Leaving the Sierra de Francia to the east, we first encounter the region of Guijuelo, which is not known for wine, but for excellent ham, for which it has received its own Denominación de Origen: D.O. Jamón de Guijuelo. You only come across vines again once you reach the river Alberche. It runs along the north of the Sierra de Gredos, past Cebreros, El Tiemblo and San Martín de Valdeiglésias, before making a sharp turn just before the foothills of Madrid and flowing back west along the southern edge of the Sierra de Gredos to end its journey near Talavera de la Reina, where it joins the Tagus.

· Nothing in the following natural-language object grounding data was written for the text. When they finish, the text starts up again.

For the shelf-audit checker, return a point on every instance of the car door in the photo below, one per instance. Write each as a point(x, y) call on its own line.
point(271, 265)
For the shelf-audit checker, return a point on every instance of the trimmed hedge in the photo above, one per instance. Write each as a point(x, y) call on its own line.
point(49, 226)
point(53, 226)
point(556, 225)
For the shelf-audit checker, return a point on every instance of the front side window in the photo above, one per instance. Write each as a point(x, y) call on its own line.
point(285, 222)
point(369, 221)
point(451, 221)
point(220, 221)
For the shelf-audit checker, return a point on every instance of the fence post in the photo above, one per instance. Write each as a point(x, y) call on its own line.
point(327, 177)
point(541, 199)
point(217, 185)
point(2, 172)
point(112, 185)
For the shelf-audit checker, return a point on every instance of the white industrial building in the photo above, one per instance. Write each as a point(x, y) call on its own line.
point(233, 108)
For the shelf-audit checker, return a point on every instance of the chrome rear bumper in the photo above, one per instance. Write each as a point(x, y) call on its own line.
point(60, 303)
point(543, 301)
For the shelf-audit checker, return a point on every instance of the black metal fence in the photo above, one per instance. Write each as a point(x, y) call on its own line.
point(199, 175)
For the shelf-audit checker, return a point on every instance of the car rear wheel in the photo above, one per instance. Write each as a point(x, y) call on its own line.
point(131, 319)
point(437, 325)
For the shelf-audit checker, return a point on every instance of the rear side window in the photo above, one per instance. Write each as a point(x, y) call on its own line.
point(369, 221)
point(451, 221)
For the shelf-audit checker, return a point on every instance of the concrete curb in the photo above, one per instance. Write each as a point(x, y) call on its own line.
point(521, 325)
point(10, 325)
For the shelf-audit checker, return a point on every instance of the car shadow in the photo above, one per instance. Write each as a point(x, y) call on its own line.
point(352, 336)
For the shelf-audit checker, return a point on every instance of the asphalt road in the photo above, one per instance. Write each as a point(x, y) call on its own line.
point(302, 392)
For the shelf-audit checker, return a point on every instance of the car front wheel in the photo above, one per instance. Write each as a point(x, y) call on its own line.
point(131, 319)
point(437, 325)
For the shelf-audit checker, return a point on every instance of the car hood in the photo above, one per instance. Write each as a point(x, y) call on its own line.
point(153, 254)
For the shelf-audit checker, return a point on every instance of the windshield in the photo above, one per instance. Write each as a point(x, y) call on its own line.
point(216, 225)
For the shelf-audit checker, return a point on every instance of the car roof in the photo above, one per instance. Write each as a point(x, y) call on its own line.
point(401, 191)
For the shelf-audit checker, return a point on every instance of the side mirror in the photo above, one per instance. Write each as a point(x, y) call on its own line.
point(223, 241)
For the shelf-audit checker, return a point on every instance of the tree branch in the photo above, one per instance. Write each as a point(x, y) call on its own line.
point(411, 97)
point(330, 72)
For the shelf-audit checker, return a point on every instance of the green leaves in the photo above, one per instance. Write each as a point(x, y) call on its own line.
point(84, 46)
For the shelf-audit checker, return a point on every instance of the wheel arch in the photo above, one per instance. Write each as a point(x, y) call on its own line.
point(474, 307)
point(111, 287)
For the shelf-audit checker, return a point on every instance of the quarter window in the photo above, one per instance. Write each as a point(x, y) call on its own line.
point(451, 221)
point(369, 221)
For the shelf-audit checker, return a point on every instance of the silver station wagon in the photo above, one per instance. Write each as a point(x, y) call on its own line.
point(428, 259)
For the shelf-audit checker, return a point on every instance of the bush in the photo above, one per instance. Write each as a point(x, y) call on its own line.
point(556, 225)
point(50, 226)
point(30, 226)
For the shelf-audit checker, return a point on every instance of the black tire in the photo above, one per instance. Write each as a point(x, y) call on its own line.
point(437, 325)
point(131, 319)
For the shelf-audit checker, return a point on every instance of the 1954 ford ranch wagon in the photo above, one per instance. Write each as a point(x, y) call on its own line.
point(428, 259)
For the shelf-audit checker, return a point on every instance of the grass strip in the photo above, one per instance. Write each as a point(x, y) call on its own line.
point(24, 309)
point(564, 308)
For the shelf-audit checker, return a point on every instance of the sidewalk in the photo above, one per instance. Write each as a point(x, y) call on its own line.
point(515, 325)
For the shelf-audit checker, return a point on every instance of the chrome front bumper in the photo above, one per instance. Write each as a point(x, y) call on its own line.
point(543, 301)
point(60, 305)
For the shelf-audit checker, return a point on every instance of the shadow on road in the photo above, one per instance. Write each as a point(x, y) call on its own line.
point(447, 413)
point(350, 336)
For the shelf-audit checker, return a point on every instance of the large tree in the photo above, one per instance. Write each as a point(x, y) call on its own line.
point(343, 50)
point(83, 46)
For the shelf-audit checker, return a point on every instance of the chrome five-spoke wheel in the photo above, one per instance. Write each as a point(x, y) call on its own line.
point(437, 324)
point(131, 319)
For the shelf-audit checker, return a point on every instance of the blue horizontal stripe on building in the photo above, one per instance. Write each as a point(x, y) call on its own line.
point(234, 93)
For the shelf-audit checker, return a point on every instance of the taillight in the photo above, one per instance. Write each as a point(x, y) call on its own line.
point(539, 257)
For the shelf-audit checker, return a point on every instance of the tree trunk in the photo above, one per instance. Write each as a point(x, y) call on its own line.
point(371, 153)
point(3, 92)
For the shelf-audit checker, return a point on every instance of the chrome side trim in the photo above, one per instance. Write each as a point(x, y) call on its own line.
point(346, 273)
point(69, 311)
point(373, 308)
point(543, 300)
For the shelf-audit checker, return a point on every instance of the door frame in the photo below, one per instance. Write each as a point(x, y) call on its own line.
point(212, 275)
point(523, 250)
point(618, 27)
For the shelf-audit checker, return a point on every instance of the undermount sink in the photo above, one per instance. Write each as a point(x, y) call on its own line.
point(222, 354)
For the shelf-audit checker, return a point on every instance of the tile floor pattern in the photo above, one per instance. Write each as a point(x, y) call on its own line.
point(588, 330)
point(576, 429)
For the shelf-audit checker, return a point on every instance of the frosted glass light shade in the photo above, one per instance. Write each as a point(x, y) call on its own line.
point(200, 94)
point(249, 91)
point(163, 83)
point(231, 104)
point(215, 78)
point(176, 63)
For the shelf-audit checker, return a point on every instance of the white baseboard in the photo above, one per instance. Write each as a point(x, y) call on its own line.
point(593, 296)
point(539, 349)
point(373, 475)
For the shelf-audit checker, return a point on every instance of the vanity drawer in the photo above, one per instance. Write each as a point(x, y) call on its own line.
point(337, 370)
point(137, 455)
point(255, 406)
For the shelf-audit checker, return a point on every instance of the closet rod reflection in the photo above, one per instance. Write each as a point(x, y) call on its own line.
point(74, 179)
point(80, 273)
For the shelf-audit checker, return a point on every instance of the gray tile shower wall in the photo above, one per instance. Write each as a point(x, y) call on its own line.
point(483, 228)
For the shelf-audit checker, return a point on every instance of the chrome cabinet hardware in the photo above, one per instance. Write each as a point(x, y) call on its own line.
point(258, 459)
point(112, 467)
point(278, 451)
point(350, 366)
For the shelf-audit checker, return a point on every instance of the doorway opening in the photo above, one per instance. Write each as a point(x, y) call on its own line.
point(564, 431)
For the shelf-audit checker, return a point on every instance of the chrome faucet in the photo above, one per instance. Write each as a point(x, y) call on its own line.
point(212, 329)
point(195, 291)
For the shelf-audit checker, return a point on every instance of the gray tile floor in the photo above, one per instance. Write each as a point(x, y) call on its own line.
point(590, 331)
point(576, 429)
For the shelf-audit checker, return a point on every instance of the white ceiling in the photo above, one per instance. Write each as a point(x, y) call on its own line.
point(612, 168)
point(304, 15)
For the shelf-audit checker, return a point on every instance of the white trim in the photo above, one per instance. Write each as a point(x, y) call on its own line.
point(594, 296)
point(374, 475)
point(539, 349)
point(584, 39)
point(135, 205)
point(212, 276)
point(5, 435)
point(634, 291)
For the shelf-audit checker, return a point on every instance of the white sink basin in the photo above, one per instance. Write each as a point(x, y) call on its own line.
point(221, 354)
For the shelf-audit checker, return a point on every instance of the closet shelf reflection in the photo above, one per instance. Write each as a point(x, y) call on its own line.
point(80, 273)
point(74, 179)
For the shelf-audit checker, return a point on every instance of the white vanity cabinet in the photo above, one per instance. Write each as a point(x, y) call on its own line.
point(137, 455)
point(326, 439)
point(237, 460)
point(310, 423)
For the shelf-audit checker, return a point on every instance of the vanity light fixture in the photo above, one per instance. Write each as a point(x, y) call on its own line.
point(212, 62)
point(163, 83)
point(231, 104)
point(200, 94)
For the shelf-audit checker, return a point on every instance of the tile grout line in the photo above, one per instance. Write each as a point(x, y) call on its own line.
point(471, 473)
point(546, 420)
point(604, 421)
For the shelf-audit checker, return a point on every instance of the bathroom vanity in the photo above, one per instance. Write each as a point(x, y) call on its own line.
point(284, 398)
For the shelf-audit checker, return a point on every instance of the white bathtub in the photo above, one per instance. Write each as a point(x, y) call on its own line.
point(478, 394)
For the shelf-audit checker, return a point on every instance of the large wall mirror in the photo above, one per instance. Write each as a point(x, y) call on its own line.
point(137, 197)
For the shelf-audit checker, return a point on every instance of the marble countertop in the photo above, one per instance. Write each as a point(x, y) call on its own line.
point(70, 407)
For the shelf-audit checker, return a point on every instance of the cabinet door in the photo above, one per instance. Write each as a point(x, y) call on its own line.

In principle, this area, which includes the far west of the D.O. Vinos de Madrid, the north of the D.O. Méntrida and the Comarca Vitivinícola Cebreros, is Garnacha country. However, there is a white grape variety, long cultivated as table grape, which in recent years has also been used as a wine grape: Albillo Real. In the past, this variety was occasionally fermented as well in order to incorporate and soften the somewhat rough tannins of the Garnacha, and it also gave the mostly acid-rich wines a full-bodied counterpoint that was not particularly acidic. In 2007, Bodegas Bernabeleva from San Martín de Valdeiglésias began to produce Albillo Real as a single varietal, and in the meantime several other bodegas in the region have followed this example. Nevertheless, it has remained a marginal topic: If there are ten Barricas Albillo Real in the entire region, that is a lot.